Renza tiba di rumahnya pada Sabtu (29/8), setelah sebelumnya terlantar di Madagaskar, Afrika. Kepulangannya mendapat perhatian langsung dari Pemerintah Kabupaten Aceh Tamiang bersama Balai Pelayanan Pelindungan Pekerja Migran Indonesia (BP3MI) Aceh.
Bupati Aceh Tamiang, Armia Pahmi, bersama jajaran terkait mengunjungi kediaman Renza di Kampung Bukit Rata, Selasa (1/9/2026). Dalam kesempatan itu, Bupati Armia menyampaikan apresiasi kepada seluruh pihak yang membantu proses pemulangan korban.
”Terima kasih kepada Kedutaan Besar di Madagaskar, NCB Interpol Indonesia di Mabes Polri, serta Kementerian Luar Negeri atas bantuan dan koordinasi yang baik selama proses pemulangan,” ujar Bupati Armia.
Ia berharap peristiwa yang dialami Renza menjadi pelajaran bagi masyarakat agar tidak mudah tergiur dengan tawaran bekerja ke luar negeri bermodus gaji besar tanpa prosedur resmi.
Sementara itu, Koordinator BP3MI Wilayah Aceh Tamiang, Kamaruzzaman, menegaskan bahwa kunjungan tersebut merupakan bentuk kehadiran negara dalam melindungi Pekerja Migran Indonesia (PMI).

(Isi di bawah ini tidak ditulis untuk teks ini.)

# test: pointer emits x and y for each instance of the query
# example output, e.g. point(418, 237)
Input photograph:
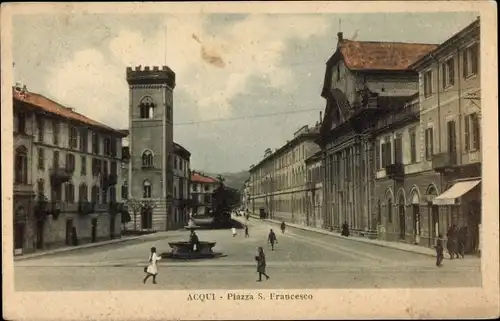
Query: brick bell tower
point(151, 143)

Ia mengimbau masyarakat agar selalu memverifikasi legalitas penempatan kerja ke luar negeri.
”Kami mengimbau masyarakat Aceh Tamiang agar betul-betul mempertimbangkan prosedur resmi dan tidak terpengaruh iming-iming gaji besar dari pihak yang tidak bertanggung jawab,” kata Kamaruzzaman.
Masyarakat disarankan untuk berkonsultasi terlebih dahulu dengan mendatangi pos layanan BP3MI di Kantor Dinas Ketenagakerjaan Aceh Tamiang guna mendapatkan informasi akurat mengenai prosedur keberangkatan legal.
Kepala Dinas Ketenagakerjaan dan Transmigrasi Aceh Tamiang, Rafe’i, menyatakan pihaknya memperkuat sinergi dengan BP3MI untuk menekan angka kasus TPPO di daerah. Sebagai langkah pencegahan, pemerintah daerah akan menggencarkan sosialisasi hingga tingkat desa.
”Kami akan mengundang para Datok Penghulu dan tokoh masyarakat di setiap kecamatan untuk menyosialisasikan bahaya dan modus operandi TPPO,” ucap Rafe’i.
Sebagai solusi bagi pencari kerja, pemerintah saat ini tengah memfasilitasi rekrutmen dan pelatihan bagi 40 calon pekerja migran melalui skema resmi BP3MI. Pelatihan ini mencakup peningkatan kompetensi dan bahasa untuk penempatan di sejumlah negara tujuan, termasuk Arab Saudi.
Pemerintah daerah juga menyediakan kemudahan akses pembiayaan keberangkatan melalui program Kredit Usaha Rakyat (KUR) Bank Aceh bagi warga yang terkendala biaya.
Muhammad Renza menceritakan, dirinya tergiur janji pekerjaan dengan gaji besar di Australia. Namun, alih-alih tiba di negara tujuan, ia justru ditelantarkan di Madagaskar.
Ia berpesan kepada generasi muda di Aceh Tamiang agar belajar dari pengalaman pahitnya.
”Jangan percaya tawaran ke luar negeri dengan iming-iming gaji besar. Saya adalah korban penipuan yang dijanjikan ke Australia, tetapi malah ditelantarkan di Madagaskar,” ungkap Renza.
Selain Renza, satu korban TPPO lainnya yang juga merupakan kerabatnya, Melisa Habib, telah lebih dulu dipulangkan ke Indonesia dan saat ini masih berada di Bogor untuk proses pemulihan serta pendampingan lebih lanjut.
Pemerintah Kabupaten Aceh Tamiang mengimbau masyarakat agar selalu menggunakan jalur resmi (prosedural) jika berkeinginan bekerja di luar negeri demi keamanan dan kepastian perlindungan hukum.